Als Panama Papers werden Zeitschriften bezeichnet,die..

●Geheimnisse/Skandale wie Steuerhinterziehungen und bisher unbekannte krumme Geschäfte von Prominenten wie Politikern,Vorsitzenden/Chefs oder Fußballern enthüllen

und sie somit

●diese Personen in Erklärungsnot bringen bzw. unter Druck setzen.

Ein aktuelles Beispiel hierfür ist der FIFA-Chef Infantino.

Kommentar von PatrickLassan ,

Als Panama Papers werden Zeitschriften bezeichnet.

Nö.

Kommentar von Miramar1234 ,

Nein Leon,damit ist gemeint,Papiere und Dokumente in Panama,die geeignet sind,über eine nicht existente Firma ( Briefkastenfirma) zu verschleiern,zu waschen,an der Steuer vorbei zu lancieren,und auch Papiere,die an der Börse gehandelt werden,also Wetten auf einen Wert,ob der steigt oder fällt,und diese Papiere in Panama abgerechnet werden,bzw.über diese Briefkastenfirma.

Antwort
von Jokerfac3, 37

Es wurden verschiedenen Zeitungen Daten zugespielt aus denen ersichtlich ist, das viele bekannte Persönlichkeiten ihr Einkommen nicht in ihrem Heimatland versteuert haben, sondern es an ihre Briefkastenfirmen in Panama weitergeleitet haben, um so weniger Steuern zahlen zu müssen.
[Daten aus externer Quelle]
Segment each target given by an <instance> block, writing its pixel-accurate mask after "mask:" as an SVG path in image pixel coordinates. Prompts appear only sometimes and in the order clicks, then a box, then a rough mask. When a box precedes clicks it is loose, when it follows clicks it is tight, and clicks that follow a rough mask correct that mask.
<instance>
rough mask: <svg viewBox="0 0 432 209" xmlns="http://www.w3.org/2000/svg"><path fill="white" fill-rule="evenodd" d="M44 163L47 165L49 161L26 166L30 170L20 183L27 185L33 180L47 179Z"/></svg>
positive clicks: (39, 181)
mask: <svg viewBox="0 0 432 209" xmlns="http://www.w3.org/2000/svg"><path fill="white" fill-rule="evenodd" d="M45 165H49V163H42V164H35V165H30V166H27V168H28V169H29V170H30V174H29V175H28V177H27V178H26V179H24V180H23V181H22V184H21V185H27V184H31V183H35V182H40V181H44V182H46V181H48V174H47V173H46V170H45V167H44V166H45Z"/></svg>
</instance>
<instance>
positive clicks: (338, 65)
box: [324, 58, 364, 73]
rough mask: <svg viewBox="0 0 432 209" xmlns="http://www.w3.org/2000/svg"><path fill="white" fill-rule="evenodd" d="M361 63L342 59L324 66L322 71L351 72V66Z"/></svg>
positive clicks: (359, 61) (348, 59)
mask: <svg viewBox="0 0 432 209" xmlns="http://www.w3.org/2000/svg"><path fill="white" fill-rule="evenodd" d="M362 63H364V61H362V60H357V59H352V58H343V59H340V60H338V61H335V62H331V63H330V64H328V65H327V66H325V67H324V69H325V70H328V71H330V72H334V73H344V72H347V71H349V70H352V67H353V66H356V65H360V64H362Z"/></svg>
Das ist eigentlich eine unfaire Methode, da man den Staat um seine Steuern betrügt, aber nicht verboten. 

Kommentar von wfwbinder ,

   Das ist eigentlich eine unfaire Methode, da man den Staat um seine Steuern betrügt, aber nicht verboten. 

Doch, wenn man damit Steuerbetrug macht, ist es verboten.

Wenn man darüber Geschäfte macht, die durch die Konstruktion in Deutschland nicht steuerpflichtig werden, ohne dabei betrügerische Methoden, oder Urkundenfälschung zu begehen, dann ist es erlaubt.

Nicht alles was im Ausland passiert ist nur deshalb Betrug. Wenn z. B. ein Beraterkollege von mir in Luxemburg ein Büro mietet und seine Mandanten in Benelux udn Frankreich von dort aus berät und das auch dort abrechnet, dann ist es legal und die Einkünfte sind hier steuerfrei und unterliegen nur dem Progressionsvorbehalt. Absolut legal udn durch das DBA (Abkommen zur Vermeidung der Doppelbesteuerung auch abgesegnet).